While Western sanctions have impacted the overall Iranian economy and made life more difficult for the average Iranian, the Iranian regime seems willing to let the population endure the brunt of the sanctions while the nuclear program moves forward unabated.

The Administration’s Iranian sanctions strategy was called into question again recently when its Director of National Intelligence, James Clapper, testified before Congress that all the sanctions piled on Iran so far have not slowed Iran’s nuclear program one iota.

Most of the sanctions so far targeted the Iranian people. Clearly, we should target additional sanctions on the Iranian regime’s leadership and its Revolutionary Guards Corps, who have been left largely unscathed by past sanction efforts. There is legislation that does so which I cosponsored, H.R. 1905. This bill passed the House in December and is pending in the Senate.

Other apparently covert means seem to have delayed Iranian nuclear progress somewhat. These include industrial “accidents,” computer worms that targeted delicate Iranian nuclear centrifuges, and the assassination of prominent Iranian nuclear scientists.

An important option missing so far from U.S. policy is a strong effort to encourage the Iranian opposition to try to replace the current regime. Because we can only delay and not stop Iran’s nuclear program, changing the regime before it achieves a nuclear bomb may be our best approach and certainly is worth considering to avoid a larger war.
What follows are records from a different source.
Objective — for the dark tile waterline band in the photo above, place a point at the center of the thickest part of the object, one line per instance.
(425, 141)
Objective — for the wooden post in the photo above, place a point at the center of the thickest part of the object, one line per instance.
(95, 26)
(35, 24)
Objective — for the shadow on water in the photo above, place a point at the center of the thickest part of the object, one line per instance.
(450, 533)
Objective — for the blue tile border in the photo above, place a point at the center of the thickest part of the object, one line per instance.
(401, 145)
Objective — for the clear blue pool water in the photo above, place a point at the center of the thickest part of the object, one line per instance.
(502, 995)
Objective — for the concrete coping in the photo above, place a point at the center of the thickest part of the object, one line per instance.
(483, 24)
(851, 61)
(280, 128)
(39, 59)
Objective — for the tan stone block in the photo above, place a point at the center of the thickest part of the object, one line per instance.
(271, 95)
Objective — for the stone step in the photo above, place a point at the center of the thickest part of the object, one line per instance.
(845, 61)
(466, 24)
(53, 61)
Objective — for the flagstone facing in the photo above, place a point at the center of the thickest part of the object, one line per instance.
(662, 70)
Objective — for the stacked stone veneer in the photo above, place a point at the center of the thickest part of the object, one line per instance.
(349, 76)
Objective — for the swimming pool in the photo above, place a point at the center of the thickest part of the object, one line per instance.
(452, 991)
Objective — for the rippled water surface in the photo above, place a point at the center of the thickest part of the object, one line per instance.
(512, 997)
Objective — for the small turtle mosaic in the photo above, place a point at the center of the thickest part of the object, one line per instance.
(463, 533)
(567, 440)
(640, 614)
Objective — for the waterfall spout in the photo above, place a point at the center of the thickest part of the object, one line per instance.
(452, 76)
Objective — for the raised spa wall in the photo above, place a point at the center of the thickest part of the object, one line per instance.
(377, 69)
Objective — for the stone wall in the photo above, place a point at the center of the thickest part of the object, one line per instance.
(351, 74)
A new Iranian government not pledged to the destruction of Israel, the United States and its allies would not pose the same kind of threat to the world posed by the current regime.

Young people, born after the 1979 revolution, which make up the majority of the Iranian population, and non-Persian Iranians, who are about one-third of the total population, would be receptive to a regime change message.
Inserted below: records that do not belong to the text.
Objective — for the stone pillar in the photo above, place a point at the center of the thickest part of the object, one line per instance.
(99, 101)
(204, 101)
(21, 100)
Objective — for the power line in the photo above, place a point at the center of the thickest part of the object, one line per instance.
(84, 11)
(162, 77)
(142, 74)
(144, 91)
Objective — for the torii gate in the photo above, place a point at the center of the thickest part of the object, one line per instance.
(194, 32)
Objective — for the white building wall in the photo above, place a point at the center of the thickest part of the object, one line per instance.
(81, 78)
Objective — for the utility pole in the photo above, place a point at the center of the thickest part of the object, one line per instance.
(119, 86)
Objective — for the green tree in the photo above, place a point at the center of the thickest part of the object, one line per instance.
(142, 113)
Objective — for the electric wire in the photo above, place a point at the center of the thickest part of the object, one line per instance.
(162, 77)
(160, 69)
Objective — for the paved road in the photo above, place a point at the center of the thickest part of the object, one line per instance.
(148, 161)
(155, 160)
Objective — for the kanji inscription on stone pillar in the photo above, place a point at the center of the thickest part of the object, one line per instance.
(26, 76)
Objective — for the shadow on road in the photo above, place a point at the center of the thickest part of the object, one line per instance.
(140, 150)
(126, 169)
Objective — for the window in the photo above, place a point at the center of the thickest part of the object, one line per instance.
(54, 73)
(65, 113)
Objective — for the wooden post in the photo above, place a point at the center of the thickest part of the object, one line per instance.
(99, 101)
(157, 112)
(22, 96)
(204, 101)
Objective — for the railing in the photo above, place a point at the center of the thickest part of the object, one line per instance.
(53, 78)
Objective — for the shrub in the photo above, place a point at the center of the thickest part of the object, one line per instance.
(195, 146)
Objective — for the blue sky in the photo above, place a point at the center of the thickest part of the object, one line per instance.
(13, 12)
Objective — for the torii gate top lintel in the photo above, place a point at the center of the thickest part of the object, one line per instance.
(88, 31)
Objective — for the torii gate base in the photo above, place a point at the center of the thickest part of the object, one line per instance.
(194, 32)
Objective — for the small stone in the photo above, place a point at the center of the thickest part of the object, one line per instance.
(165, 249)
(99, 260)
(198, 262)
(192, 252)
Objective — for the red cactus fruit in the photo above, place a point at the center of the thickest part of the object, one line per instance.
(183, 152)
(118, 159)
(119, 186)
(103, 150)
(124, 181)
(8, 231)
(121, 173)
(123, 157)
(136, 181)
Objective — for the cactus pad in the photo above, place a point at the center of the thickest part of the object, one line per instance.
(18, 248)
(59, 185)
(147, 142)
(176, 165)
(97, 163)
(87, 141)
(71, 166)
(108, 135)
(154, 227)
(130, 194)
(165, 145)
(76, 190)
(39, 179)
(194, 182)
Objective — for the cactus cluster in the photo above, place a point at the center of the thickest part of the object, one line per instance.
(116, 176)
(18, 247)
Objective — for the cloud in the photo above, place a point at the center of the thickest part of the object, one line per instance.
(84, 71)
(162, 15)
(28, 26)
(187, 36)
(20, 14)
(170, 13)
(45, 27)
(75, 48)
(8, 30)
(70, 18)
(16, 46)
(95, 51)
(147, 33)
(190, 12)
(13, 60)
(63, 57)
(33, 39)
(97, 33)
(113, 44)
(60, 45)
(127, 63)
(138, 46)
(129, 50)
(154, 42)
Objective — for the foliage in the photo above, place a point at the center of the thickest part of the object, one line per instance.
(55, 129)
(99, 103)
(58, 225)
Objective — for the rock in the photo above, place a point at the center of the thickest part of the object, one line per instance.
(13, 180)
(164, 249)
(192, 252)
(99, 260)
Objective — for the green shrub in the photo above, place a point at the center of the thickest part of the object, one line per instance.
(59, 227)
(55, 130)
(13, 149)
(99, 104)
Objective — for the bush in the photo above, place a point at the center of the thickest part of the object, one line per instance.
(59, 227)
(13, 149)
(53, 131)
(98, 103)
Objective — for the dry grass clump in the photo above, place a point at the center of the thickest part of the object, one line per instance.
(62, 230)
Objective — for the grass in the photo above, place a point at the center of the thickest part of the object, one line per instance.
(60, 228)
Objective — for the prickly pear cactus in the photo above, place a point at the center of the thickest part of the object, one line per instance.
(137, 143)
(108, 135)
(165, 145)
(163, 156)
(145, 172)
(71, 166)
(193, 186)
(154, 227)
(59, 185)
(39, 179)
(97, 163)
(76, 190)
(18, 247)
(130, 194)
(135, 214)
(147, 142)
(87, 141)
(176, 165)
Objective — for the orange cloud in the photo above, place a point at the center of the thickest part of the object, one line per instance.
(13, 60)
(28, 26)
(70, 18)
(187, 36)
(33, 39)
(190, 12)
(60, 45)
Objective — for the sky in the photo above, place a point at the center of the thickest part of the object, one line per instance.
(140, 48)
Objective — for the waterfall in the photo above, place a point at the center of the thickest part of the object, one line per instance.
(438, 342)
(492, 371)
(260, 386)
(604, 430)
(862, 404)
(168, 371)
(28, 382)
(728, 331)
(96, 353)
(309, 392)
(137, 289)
Iranian young people are chaffing under harsh Islamic restrictions imposed by a revolution that occurred before most of them were born. Iranian minority populations resent the Persian domination of the Tehran regime and often feel repressed or ignored. Both groups would be receptive to a strong regime change message.

During the “Green Revolution” in Iran in 2009, when thousands of people took to the streets to protest the Iranian mullahs’ repression and a rigged election, President Obama failed to support them. Despite that failure, it is not too late for the United States and others to offer both material and moral support to those who want a new government.

President Obama recently declared that his Administration’s policy was prevention of Iran obtaining nuclear weapons, not containment after the fact. If that’s the case, the Administration needs to try a new approach to the Iranian dilemma, with tighter sanctions aimed at Iran’s leaders and possible regime change as its focus.


Republican Rep. Elton Gallegly represents Ventura and Santa Barbara counties in Congress and is vice chairman of the House Foreign Affairs Committee and chairman of the House Judiciary Subcommittee on Immigration Policy and Enforcement. He served on the House Permanent Select Committee on Intelligence from 2003-2011.